Lipopolysaccharide‐induced transcriptional upregulation of interleukin‐6 and tumor necrosis factor‐α precedes muscle specific expression of the ubiquitin ligases, MAFbx and MuRF1 in the rat extensor digitorum longus muscle

Abstract

The cytokines, tumor necrosis factor-α (TNF-α) and interleukin-6 (Il-6), are capable of inducing skeletal muscle catabolism. Here, we characterized the time course of Lipopolysaccharide (LPS)-induced expression of TNF-α and Il-6 mRNA in the rat fast-twitch skeletal muscle, the extensor digitorum longus (EDL), and compared it to the time course of mRNA expression of the muscle specific ubiquitin(Ub)-ligases, MuRF1 and MAFbx, of the Ub-proteasome system.
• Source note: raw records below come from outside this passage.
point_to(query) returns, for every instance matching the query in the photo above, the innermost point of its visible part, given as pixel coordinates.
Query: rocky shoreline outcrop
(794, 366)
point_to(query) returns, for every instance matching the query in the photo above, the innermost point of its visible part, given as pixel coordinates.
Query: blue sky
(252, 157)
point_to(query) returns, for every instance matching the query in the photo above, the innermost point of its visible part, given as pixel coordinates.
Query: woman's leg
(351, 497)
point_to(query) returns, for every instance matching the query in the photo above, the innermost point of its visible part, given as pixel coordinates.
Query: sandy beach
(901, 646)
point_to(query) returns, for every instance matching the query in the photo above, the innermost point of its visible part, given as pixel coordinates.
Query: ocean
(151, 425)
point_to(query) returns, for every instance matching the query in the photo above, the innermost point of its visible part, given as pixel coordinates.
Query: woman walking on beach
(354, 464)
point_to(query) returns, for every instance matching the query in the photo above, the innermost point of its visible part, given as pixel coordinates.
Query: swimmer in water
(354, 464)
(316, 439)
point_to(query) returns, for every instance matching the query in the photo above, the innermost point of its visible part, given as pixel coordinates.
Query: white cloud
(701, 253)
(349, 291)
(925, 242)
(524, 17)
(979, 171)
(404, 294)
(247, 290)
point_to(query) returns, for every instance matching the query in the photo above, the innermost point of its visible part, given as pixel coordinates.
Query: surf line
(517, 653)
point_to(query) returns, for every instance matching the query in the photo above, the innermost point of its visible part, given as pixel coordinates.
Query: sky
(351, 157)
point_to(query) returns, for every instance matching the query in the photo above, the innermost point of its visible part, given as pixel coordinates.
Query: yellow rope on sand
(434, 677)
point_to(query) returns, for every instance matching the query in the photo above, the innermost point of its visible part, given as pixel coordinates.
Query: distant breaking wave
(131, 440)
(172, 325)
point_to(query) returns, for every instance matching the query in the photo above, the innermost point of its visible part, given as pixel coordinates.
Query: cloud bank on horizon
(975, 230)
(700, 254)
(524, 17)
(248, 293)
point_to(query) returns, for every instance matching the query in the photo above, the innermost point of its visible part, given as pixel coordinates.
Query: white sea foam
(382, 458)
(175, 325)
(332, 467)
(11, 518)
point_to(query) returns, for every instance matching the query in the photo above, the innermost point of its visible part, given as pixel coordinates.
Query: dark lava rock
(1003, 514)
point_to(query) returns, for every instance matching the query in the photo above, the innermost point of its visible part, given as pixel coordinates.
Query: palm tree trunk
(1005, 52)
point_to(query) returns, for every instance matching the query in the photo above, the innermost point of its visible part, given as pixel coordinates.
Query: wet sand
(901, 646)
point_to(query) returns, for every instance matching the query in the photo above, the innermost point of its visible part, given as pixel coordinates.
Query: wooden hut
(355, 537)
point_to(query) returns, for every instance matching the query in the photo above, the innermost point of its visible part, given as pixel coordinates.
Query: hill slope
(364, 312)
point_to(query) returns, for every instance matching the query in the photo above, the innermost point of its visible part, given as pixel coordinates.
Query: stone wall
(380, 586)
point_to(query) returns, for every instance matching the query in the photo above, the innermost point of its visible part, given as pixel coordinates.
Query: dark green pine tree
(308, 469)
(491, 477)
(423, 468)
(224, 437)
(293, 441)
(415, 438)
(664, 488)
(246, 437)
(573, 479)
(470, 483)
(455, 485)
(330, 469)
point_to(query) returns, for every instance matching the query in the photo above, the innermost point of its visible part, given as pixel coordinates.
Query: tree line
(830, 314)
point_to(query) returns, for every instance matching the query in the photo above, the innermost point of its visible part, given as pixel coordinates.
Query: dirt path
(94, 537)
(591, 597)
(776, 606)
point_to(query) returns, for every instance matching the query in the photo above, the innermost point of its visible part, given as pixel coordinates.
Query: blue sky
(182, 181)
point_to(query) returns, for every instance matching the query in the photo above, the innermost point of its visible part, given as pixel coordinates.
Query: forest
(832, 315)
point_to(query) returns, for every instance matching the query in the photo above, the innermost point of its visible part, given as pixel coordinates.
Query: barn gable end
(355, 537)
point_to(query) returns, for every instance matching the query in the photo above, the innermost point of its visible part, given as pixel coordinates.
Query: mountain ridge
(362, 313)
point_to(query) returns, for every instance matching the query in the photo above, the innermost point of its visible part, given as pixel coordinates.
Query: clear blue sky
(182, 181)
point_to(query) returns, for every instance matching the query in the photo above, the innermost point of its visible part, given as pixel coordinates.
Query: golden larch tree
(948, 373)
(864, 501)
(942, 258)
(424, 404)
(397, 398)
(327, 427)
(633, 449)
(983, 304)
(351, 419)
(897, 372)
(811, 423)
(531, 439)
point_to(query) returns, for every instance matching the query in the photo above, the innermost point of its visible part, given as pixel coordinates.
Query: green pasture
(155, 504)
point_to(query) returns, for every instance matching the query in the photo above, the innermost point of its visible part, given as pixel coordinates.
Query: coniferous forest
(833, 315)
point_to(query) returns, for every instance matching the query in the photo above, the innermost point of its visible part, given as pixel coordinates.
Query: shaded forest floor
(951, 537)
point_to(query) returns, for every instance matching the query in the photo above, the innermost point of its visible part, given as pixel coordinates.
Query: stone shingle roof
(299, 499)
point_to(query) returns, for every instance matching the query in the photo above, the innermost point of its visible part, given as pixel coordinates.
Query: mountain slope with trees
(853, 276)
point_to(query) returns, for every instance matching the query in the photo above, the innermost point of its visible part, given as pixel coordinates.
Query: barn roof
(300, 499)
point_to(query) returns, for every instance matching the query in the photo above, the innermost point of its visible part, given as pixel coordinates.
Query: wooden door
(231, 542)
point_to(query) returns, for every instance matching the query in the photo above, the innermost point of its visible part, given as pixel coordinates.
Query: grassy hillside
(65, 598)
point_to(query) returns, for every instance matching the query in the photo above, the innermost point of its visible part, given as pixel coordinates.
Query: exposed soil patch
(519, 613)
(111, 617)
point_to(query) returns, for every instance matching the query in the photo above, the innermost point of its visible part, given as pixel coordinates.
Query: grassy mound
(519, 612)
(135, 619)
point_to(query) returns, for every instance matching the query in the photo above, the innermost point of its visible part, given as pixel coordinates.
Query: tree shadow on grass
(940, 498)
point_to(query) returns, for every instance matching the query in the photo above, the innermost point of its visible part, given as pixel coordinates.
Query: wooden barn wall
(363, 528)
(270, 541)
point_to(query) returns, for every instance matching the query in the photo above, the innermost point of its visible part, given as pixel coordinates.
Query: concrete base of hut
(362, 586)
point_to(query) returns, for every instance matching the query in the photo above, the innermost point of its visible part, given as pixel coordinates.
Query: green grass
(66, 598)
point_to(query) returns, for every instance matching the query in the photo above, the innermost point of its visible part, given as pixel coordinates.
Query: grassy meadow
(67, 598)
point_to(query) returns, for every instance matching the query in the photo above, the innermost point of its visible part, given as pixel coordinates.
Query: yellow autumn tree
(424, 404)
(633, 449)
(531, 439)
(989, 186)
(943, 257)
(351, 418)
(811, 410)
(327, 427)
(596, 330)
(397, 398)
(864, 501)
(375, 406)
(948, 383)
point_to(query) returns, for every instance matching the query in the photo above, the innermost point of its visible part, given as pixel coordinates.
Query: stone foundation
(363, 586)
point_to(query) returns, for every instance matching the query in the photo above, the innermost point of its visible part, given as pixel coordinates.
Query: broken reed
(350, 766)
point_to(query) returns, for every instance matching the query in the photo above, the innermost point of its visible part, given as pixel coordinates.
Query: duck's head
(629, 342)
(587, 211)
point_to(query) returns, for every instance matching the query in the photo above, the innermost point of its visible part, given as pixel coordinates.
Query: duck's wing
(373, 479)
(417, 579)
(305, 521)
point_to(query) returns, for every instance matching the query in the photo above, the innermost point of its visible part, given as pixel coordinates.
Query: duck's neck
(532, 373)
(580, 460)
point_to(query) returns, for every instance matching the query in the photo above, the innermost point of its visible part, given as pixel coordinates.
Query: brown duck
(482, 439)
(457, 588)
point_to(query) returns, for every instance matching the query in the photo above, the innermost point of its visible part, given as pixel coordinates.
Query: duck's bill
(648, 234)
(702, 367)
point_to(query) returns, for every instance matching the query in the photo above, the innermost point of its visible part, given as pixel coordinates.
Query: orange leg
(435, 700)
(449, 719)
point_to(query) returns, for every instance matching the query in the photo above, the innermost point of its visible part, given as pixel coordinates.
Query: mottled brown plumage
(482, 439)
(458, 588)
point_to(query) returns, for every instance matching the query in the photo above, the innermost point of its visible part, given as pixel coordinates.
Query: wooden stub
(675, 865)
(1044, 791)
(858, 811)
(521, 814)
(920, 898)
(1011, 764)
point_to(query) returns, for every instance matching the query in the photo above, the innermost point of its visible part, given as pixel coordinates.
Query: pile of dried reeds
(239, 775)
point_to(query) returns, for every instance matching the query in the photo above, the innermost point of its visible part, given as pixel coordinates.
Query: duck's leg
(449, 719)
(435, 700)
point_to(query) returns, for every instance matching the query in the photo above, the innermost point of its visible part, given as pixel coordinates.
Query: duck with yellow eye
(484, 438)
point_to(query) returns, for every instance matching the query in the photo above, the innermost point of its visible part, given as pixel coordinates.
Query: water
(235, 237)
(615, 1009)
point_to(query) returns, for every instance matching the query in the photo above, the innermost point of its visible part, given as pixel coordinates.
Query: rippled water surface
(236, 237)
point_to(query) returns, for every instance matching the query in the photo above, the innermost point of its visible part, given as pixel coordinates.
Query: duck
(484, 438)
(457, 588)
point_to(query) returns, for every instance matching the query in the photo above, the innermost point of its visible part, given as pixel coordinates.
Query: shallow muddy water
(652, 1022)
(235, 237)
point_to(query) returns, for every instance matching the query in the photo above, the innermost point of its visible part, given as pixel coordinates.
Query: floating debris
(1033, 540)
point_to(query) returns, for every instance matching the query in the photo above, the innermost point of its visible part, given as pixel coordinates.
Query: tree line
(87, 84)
Conscious, male, Sprague-Dawley rats were infused i.v. with either saline (0.4 ml h-1) or LPS (150 μg kg-1 h-1) for 2h, 6h or 24h (n = 6-8 per group), after which the EDL was removed. Realtime PCR was used to quantify the TNF-α, Il-6, MAFbx and MuRF1 mRNA transcripts. Levels of TNF-α and IL-6 mRNA expression were elevated as soon as 2h after onset of LPS-infusion (10.9 ± 2.7 and 175 ± 51 fold increase over controls, respectively; P<0.01), and thereafter levels declined (4.4 ± 1.4 and 97 ± 56 fold increase at 24h). In contrast, significant elevation in the Ub-ligases did not occur until after 6h of LPS infusion, with maximal levels of MAFbx and MuRF1 expression seen after 24h LPS infusion (3.6 ± 0.7, and 19.5 ± 1.9 fold increase; respectively, P<0.05). These data are consistent with muscle-derived TNF-α and Il-6 contributing to the increase in the atrophy-inducing Ub-ligases, MAFbx and MuRF1 in sepsis. This work was supported by the Medical Research Council UK.